I’ve seen teams being super intense about every hour charged, or teams that don’t care at all. It’s usually easy to figure out, you can tell your senior/manager that you charged 10 more hours than scheduled for one week, see if they start grilling you about where those overruns are from, or if they look at you like you are being weird for communicating a personal decision.
Fortunately my teams are usually the ones not really care about hours. We’ve only had a time where the partner did not believe us for saying a staff was extremely underperforming, and we had to pull his hours to show the partner that he was charging twice the time as the staff last year and his peers on the team. From our view, we knew the staff was struggling without seeing the hours, but sometimes partners were so far removed they only believe hours charged as evidence. But generally, managers should be responsible for budget overruns, and if they blame you, they are just bad at their jobs and time for you to move on from the team.

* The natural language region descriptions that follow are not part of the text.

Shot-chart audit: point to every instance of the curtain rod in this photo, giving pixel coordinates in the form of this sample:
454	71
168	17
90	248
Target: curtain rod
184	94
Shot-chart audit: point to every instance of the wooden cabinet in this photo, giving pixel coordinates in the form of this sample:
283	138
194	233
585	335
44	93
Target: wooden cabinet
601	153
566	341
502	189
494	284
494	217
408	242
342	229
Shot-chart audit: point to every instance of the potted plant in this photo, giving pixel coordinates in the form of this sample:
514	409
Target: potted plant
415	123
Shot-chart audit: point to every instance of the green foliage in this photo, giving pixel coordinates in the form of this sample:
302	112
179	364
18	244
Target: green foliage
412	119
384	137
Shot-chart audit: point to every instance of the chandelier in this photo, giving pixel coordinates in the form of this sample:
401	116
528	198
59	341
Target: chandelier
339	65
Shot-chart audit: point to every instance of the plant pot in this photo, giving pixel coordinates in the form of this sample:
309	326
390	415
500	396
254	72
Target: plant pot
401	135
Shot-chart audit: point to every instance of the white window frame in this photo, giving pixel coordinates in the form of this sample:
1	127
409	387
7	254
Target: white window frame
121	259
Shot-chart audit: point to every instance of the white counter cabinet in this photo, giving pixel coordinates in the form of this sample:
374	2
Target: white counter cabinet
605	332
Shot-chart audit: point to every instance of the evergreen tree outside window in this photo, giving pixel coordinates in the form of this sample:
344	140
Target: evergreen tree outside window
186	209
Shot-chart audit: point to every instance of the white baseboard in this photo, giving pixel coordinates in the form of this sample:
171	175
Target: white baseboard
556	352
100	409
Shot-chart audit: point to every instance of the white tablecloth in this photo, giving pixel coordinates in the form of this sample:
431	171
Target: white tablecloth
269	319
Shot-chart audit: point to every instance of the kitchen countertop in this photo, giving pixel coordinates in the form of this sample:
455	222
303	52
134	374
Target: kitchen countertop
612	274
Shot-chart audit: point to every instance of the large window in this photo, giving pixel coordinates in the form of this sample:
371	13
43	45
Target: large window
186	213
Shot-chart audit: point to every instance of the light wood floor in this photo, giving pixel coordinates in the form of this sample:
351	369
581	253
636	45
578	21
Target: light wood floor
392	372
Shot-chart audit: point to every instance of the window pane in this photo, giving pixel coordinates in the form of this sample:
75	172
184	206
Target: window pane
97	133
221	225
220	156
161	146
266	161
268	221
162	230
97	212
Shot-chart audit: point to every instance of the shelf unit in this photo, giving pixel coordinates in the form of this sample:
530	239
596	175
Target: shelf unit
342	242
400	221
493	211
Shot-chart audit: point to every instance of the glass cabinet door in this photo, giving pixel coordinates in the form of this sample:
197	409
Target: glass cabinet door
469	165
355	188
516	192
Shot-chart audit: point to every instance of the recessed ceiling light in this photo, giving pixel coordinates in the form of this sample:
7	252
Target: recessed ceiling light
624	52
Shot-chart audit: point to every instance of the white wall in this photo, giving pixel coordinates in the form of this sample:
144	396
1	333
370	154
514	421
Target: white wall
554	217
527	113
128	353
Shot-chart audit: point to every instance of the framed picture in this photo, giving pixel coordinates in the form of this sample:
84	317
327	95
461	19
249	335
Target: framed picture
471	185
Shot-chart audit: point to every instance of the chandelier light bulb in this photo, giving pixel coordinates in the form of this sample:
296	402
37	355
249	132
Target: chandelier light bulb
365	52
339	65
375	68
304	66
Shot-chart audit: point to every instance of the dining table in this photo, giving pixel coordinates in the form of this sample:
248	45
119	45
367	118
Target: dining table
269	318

As a staff/senior I always eat my hours just because charging truthfully does not bring me benefit, but charging actual has a tiny chance of hurting me. If a manager/partner treats us well and asks us to charge actual, I’d do it, but that only happened once in my career
KPMG 5- to your point on retaliation, yes that is frequently what happens, and it is subtle. Rarely will a director or partner will come out and say they are unhappy with your time. Instead, you get rumors started in the management group about how inefficient, or careless, or clueless you are. This creates a reputation. Then, at some point, the retaliation takes its ultimate form- people won’t want to staff you on their jobs, which hurts your utilization much more than shaving a few hours off your time sheet here and there. From there, the downward spiral occurs.
And please, no whiny replies that “the firm has a strict non-retaliation policy…” Every company does, but it happens every day in subtle ways that cannot be proven.
Interesting thread. I've been the client who needed to reduce our audit fees so we greatly improved our worksheets, pre-audited our work and saw the 2 of the assigned auditors hunting for work on day 2 because they were assigned to us for the day.
Never saw a reduction in the fees charged. It's a 360degree circle.
Typically when clients provide cleaner work, it allows us to document with higher quality thus reducing time over the long term.